Moustafa from Beirut Spring's blog noted in one of his latest posts that Lebanon is “dropping French.”
Somehow that claim is true; Lebanese francophone blogs are few and different from those in English, and are also less popular. However, they present a face of Lebanon that we would like to show to the world.
Garden of Eden
Casadei's blog illustrates that Lebanon by showing that forgotten image of this country, through its culture, its mountains, and its archaeological sites.
Her latest description of Ehden's forest evokes Paradise:
Une forêt où nous pouvons respirer le calme. Une forêt où on peut dormir dans la nature…Une forêt vivante, habitée d’oiseaux, de sangliers, de blaireaux, d’écureuils, de serpents, de porc-épics…
A forest where we can breathe in tranquility. A forest where we can sleep in Nature…A living forest inhabited by birds, wild boar, badgers, squirrels, snakes, hedgehogs…
Her blog has won several prizes, including one sponsored by the AUF.
A broadcast by the French TV channel France2 concerning maids employed in Lebanon ignited a debate in the local blogosphere.
Without denying the gravity of the problem of foreign domestics in Lebanon, two French journalists living in Lebanon who blog at “Chroniques Beyrouthines living in Lebanon argue the documentary was on the air more to create an audience then to achieve any results.
“The approach to the topic very superficial” comparing it to Tintin in the
“Why this situation? She is aggrieved by the level of wages, but never says, for example, that the embassies of the countries concerned that secure these salaries, according to nationalities so.”
Chroniques Beyrouthines states as well that a side of the subject is missing: Torres is not talking about the mafia’s or prostitutions’ network, she is not stating the sources of her statistics and moreover without talking about the right examples.
“Many information are missing, and also incorrect. One example on the Passports's confiscation , she said that a decree on the matter could be easily passed. This is already the case: officially, employers have no right to do so, but it is the agencies that are pushing the employers to take the passport in order to prevent the employees to escape (…) ”
Chroniques Beyrouthines’s authors that already worked on the issue are not denying that reality but they are feeling that this documentary is reduced to the negative arguments:
“But there are examples where it goes well, there are also at a couple of friends franco-libanais whose husband is a (restaurant) chef, they taugh him, (…) and he expects to open a restaurant upon his return to Manila with the knowledge he acquired.”
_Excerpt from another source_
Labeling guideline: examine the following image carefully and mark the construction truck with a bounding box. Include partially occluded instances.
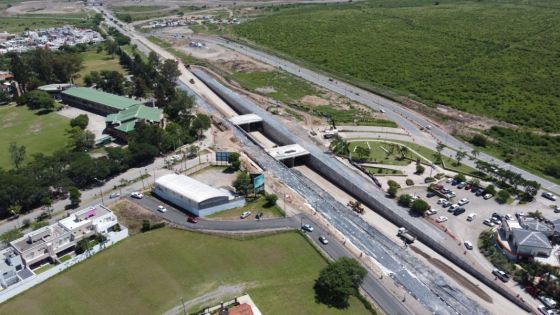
[346,200,365,214]
[397,227,416,244]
Nathalie and David conclude by wondering why the French TV is not broadcasting a positive story on Lebanon, for example on the young artists before appealing Torres to produce to produce a real video documentary about the modern slavery, by going for example to Saudi Arabia.
On the issue of the local politics, Lettres du Liban wrote that :
“Since the dawn of its independence,
Lebanon owes everything to his people and almost nothing to governments that have been here. It is only through his personal initiative that the Lebanese managed to get before the outbreak of the dirty war in1975”
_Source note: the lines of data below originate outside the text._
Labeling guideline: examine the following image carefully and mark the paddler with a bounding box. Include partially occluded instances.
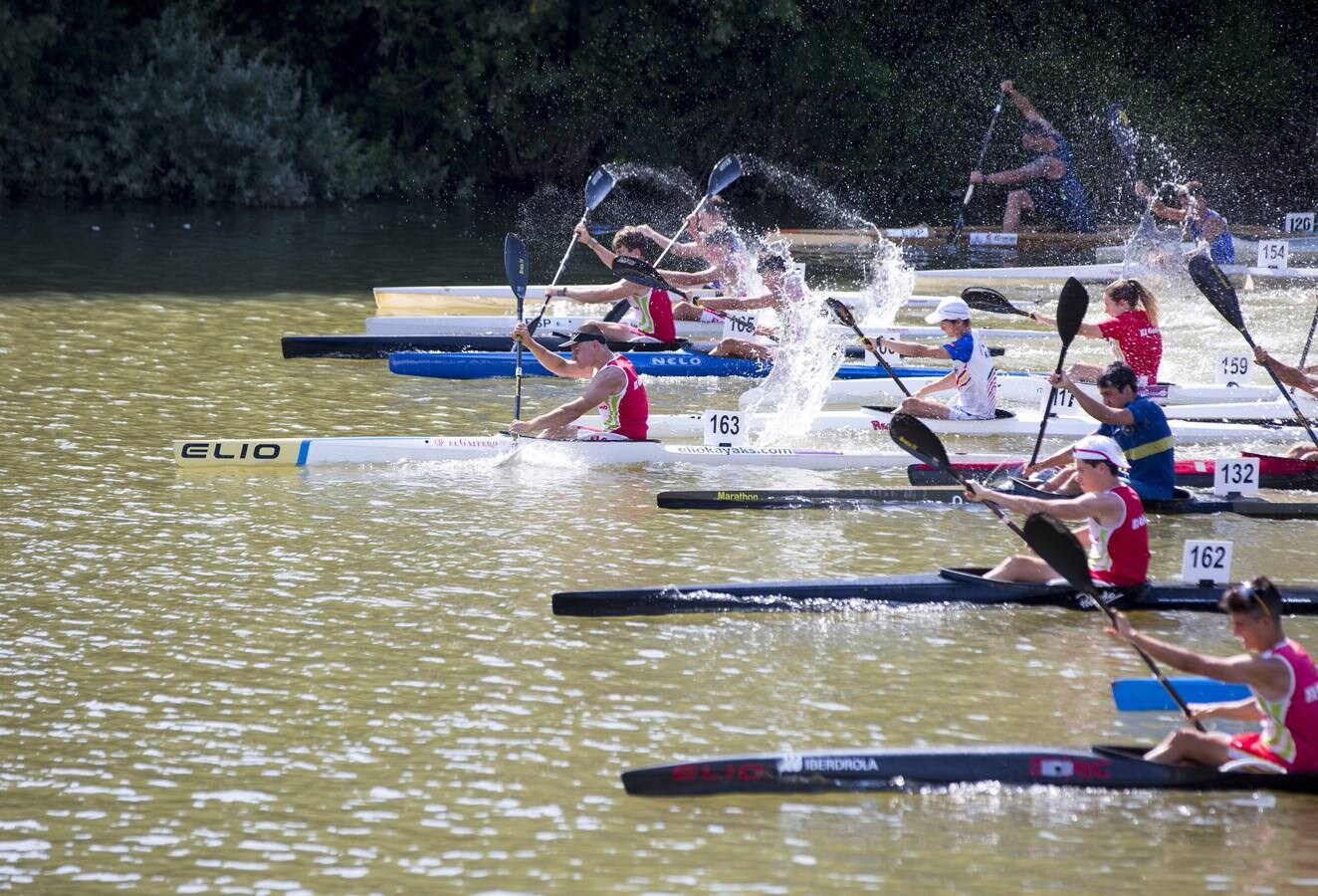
[966,435,1150,587]
[1022,361,1176,501]
[970,81,1095,233]
[1107,575,1318,773]
[1029,277,1163,388]
[546,224,719,342]
[1253,345,1318,460]
[508,321,650,441]
[865,297,997,420]
[1135,180,1235,265]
Lettres du Liban blames the Lebanese System and the different authorities to prevent and suppress all hope that the Lebanese get one day in a better place in order to keep the power of the ruling classes before taking the example on one of the latest interview of the Prime Minister:
Today, SE. Fouad Sanioura was seen on television for spreading (modestly) adequacy of its white collar and give to the Lebanese average (increasingly illiterate) a speech (…) concerning the World Bank, International conference to help Lebanon, the balance of payments, the interest rate and the growth rate.
(…)
Go therefore explain this to a poor who can not understand why olive oil, lemon, tomatoes, cucumbers, the bunch of fresh mint and other ingredients necessary for making a modest flat ”Fattouche”are now unaffordable.
Taking his own example, the author states how with his neighbours he was obliged to dig an artesian shaft for the building and then …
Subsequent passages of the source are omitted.